The moral and religious question which faces the personal conscience can be put in a very simple and elementary way: is it permissible to execute a single innocent person for the sake of the safety and wellbeing of the State? In the Gospel this question was put in the words of Caiaphas. ‘It is better for us that one man should die for the people than that the whole nation should perish.’ It is well known what sentence was decided by these words. The State always repeats the words of Caiaphas; it is the State’s confession of faith. Statesmen have always given the answer that in the interests of the safety of the State and the increase of its strength, an innocent man may and should be put to death.

It shouldn’t be too difficult to come to this conclusion. Where there is enmity in abundance, there are competing ideologies; and where there are ideologies, there is religion; and where there is religion, there are human sacrifices. It is well known that Donald Trump is not particularly concerned with paradigm-level thinking. Indeed, the man boasted that he is a better negotiator than his predecessors when discussions on foreign policy arose.

In appointing members of his administration, Trump took the corporatist approach of picking his rivals on the basis of competence. He appointed or nominated people like Mike Pompeo, Jim Mattis, Jeff Sessions, and Nikki Halley, all of whom were allied in one way or another with the military-industrial complex. Trump buckled from his promise to “drain the swamp” and instead chose experienced priests from the D.C. state religion to run his government. As a result, he was undermined at every turn. To give just one example: Former Syria envoy Jim Jeffrey admitted last year to hiding the number of U.S. forces in Syria from the president, who was keen to withdraw them all.

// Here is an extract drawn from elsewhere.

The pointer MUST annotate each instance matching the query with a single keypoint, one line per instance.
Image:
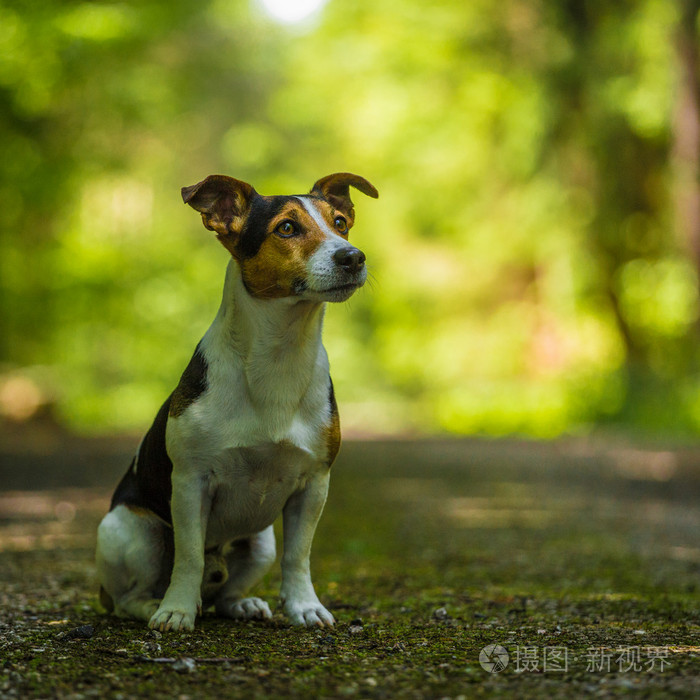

What Trump didn’t understand was that he was not dealing with mere corrupt politicians but rather he was dealing with a priesthood dedicated to keeping the sacrificial mechanism running at all costs. His rivals weren’t bribery-accepting officials but were people like House Speaker Nancy Pelosi (D-Calif.) who said it was her honor to preside over a “sacred ritual of renewal” and called the Capitol a “temple of democracy.” To people like Pelosi, Joe Biden, George W. Bush, and Hillary Clinton, Trump was a desecrator of their sacred temple. To the sacred priesthood, Trump was the perfect candidate for a scapegoat ritual.

In true mafioso fashion, Donald Trump became the “button” for the state—the one designed to take the “hit” for the mob bosses. But unlike the ancient Sicilian mafia, which operated under the code of silence, the scapegoating rituals of the state are no longer able to remain hidden from public conscience. This is all the more evident with the state’s increasing desperation to scapegoat a significant number of dissident voices in a chaos of undifferentiation. The question now remains: where will this ever-increasing desperation and chaos lead us?